Starting in April of 2022, a friend and I spent just over seven months on a full-blown, old-fashioned, shoestring tour of Europe. We traveled from Holland and Belgium to France and then to the United Kingdom. After spending the summer in England, we sailed back over the English Channel to France again, and then on to Germany, the Czech Republic, Austria, and Italy, making brief stops in Scotland, Switzerland, and Hungary along the way. Eleven countries total…twelve if you count Vatican City (which I guess you should, but somehow feels like cheating).
Nothing fancy - not even close. But still: 227 days. 227 days of the things I love best: museums, bookshops, flea markets. Beautiful landscapes, and even more beautiful cityscapes. History: everywhere, every day. And, of course, food. Pastries and pasta, mulled wine and madeleines. Bakewell tart and belgian beer, cafe crème and cappucinos…
A little background - I currently sell antiques and old books for a living but studied art history in college. I spent the first ten years of my career in art gallery management in Chicago and then decided to switch things up and get my degree in Pastry Arts from the Culinary Institute of America. I worked for several years baking in the San Francisco Bay area & Napa, before switching gears again and starting my own little business selling antiques & books.
All of this is to say - I love beautiful (and delicious) things. A trait I no doubt inherited from my mother, who worked in fashion and who used to love to travel to Paris, London, Rome and all around the world for her career. She could not have been more excited for me when I told her I had the opportunity to spend part of 2022 exploring Europe. She knew that it would be a dream come true.

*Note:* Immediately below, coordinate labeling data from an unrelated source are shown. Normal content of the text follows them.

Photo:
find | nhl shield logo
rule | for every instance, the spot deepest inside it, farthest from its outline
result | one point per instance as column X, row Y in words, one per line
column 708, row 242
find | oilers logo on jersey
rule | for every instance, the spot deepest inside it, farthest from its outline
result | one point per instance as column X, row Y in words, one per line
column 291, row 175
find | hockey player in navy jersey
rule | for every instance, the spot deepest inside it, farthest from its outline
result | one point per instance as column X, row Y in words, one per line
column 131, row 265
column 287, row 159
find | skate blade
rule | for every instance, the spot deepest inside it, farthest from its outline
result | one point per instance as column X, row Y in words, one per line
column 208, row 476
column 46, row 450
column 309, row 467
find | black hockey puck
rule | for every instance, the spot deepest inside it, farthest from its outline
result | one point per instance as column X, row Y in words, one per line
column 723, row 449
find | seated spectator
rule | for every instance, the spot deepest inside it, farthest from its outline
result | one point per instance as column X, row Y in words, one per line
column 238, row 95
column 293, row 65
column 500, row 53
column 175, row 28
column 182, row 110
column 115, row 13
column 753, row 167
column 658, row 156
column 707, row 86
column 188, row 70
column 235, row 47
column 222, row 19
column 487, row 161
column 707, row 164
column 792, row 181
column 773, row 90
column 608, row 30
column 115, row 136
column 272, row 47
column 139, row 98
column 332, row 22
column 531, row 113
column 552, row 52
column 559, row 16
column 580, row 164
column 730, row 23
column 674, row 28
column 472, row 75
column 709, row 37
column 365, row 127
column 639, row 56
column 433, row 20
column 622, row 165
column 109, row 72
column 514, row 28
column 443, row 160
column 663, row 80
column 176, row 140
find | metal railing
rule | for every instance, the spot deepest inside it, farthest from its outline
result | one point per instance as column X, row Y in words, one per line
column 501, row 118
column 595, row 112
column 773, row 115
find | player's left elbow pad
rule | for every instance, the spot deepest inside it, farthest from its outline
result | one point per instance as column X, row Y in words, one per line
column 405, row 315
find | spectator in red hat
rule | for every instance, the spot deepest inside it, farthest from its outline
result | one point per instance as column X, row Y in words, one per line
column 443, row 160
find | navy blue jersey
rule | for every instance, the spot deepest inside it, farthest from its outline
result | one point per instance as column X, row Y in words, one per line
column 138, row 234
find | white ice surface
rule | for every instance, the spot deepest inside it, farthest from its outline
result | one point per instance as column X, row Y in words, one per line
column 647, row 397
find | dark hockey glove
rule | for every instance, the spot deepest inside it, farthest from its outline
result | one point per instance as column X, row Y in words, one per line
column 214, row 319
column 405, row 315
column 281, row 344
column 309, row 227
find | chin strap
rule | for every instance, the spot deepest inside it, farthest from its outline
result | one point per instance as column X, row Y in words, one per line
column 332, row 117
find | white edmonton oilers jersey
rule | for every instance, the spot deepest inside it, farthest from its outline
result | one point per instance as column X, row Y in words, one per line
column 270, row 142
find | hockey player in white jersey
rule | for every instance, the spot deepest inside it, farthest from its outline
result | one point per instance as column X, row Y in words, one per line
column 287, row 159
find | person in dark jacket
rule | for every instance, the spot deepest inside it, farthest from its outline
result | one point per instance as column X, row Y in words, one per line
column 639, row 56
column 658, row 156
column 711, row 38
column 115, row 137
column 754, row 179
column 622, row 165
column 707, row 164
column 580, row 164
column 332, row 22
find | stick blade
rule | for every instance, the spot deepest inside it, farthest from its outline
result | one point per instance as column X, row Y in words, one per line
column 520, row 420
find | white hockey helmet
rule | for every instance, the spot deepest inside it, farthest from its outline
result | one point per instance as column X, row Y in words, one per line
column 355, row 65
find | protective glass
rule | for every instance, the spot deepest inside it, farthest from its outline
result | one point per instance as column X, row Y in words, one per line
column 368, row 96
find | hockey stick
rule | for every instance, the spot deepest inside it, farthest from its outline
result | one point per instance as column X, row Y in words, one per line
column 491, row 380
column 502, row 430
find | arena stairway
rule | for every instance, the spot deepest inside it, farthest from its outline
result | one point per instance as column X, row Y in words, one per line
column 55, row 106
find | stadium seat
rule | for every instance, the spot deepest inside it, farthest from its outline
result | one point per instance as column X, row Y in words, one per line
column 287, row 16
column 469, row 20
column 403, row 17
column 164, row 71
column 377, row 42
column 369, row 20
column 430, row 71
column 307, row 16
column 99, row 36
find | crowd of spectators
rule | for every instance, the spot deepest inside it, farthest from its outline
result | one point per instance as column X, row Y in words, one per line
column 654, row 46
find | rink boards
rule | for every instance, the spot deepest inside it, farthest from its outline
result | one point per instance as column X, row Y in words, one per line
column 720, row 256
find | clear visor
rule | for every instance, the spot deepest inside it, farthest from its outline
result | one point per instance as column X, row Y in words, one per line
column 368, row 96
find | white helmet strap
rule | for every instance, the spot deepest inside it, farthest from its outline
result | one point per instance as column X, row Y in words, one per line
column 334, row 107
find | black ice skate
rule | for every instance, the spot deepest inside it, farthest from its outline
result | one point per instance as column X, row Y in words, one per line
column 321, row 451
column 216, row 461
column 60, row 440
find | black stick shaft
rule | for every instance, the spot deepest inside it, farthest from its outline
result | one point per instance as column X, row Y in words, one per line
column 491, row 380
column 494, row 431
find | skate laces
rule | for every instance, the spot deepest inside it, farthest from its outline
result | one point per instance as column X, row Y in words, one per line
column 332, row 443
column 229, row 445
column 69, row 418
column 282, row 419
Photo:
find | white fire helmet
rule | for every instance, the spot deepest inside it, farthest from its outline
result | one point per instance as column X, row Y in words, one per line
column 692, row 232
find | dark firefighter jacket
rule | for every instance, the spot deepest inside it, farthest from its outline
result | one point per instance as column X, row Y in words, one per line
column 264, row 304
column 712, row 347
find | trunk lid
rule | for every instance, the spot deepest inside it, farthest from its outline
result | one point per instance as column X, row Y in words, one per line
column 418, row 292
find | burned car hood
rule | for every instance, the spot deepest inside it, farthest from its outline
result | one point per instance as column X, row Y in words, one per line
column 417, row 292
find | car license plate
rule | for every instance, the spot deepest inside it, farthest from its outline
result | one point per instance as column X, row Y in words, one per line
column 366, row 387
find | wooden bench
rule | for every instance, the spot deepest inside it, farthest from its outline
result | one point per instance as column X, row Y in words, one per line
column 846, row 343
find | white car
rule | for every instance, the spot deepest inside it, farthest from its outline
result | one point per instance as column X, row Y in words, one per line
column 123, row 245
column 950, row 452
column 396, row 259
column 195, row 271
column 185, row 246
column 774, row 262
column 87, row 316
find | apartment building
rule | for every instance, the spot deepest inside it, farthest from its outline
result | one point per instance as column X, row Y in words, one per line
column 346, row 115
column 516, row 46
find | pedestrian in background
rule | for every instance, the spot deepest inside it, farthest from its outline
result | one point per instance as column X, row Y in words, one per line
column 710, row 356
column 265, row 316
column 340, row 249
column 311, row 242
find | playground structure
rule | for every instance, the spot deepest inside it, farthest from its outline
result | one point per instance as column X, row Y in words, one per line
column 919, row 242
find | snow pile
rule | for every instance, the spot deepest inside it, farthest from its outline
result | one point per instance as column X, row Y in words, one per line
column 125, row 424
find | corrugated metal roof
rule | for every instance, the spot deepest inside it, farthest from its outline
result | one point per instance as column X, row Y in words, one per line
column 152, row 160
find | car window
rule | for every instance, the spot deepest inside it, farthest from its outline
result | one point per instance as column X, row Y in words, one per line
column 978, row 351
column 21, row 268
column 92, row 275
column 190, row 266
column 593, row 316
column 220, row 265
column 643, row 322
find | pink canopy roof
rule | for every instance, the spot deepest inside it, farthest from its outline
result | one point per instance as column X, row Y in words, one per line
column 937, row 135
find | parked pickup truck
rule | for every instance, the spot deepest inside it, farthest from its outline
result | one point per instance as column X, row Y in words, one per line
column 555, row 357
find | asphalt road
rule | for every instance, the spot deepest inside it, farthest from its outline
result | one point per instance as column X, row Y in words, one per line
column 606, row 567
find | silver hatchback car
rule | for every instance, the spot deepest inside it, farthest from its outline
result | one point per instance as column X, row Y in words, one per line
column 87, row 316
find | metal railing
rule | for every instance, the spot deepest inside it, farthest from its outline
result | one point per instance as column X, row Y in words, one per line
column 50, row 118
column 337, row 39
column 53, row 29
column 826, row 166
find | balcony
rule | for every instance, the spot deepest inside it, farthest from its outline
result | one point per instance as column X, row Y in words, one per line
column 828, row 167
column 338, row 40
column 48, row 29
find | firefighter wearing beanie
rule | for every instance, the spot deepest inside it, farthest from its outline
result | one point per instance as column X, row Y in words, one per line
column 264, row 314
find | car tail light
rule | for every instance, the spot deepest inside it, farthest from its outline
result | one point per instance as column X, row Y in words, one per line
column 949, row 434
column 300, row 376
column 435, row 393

One of my favorite books when I was young was Betsy and the Great World by Maud Hart Lovelace. It was my favorite book in my favorite series of books - the Betsy-Tacy series, which follow Betsy Ray and her friends at the turn of the 20th century from her fifth birthday party to her first year of married life. Betsy and the Great World is the penultimate book in the series, and in it Betsy, an aspiring writer, spends a year traveling Europe so that she will eventually be able to write with first-hand knowledge of the places she visited. She writes multi-page letters home detailing every bit of her travels - starting on her ocean-liner trip over and ending at the outbreak of World War I - handwritten and so stuffed full of stories that they barely fit into their envelopes.
We communicate so differently now. I sent messages home, but it was through texts, and phone calls. I thought that when I returned I would be able to tell stories, show endless photos and re-create some of the foods that I had so enjoyed.
My mom had been sick with a variety of issues for the past few years, and fell and broke her hip in July, while I was in England. She spent several months in a care center, but was back home with my dad when I returned from Europe in mid-December. I meant to tell her everything, to sit and show her photos from every stop along the way, but she contracted Covid right before Christmas and went into the hospital. The infection was too much for her frail body and she never came out. She died on January 6.
And so I’m going to try to chronicle my journey in a series of letters that I wish I would have sent to my mom: letters like Betsy sent: stories, photographs, details - filled with all of the things that she loved, and that she taught me to love, too. Art, books, history, food...if you like these things, too, we might just be good friends. I hope you will enjoy the letters, as well.
I won’t claim to know everything. No lists of the top five restaurants in any city. No expert guide to a town I only visited for 24 hours. But I would like to tell you about some things I enjoyed, that were interesting, lovely, or delicious. I’ll try to show you, too. To paraphrase Lucy Honeychurch - the heroine of one of my other favorite books, - the world really is full of so many beautiful things.